Purple, the most regal of colours, is a combination of red and blue. However Purple diamonds are visually closer to red in the colour spectrum. Lilac, as it may also be called, in diamonds is a hue commonly associated with pink. In lighter tones, it can be challenging to distinguish these two colours. Pink when present adds brightness to purple diamonds shifting them into mauve and lilac colours (reddish purples). Deeper, purer purples include amethyst, grape or plum colours. Nice pure purple to violet is indeed very rare! Warm purples combine pink (really red) and brown, which is not appreciated. Cool purples, on the other hand, contain blue and grey secondary modifiers.
The vast majority of purple diamonds are Type Ia containing nitrogen in aggregate form that has experienced post-growth plastic deformation of the crystal.

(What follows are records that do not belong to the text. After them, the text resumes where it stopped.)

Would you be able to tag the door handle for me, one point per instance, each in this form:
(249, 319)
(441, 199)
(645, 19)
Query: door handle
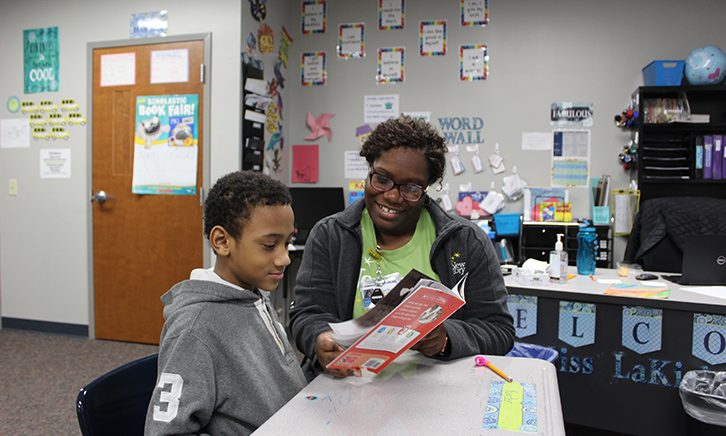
(101, 197)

However, unlike in pink or brown diamonds, purple graining is usually much thicker and more widely spaced and typically only observed in one direction parallel to the octahedral ( natural cleavage) plane in a diamond. This phenomenon causes the typical absorption lines between 550Nm and 590Nm, which helps distinguish such diamonds.
A noteworthy oddity is extremely rare Type IIb stones showing pervasive red phosphorescence turning them Purple.
The most notable producer of distinct purple diamonds currently remains the Alrosa operated Mir mine in Siberia. However also other Mines in Jakutia, Russia, the Argyle mine Western Australia as well as occurrences in Brazil and South Africa are known for their purple beauties.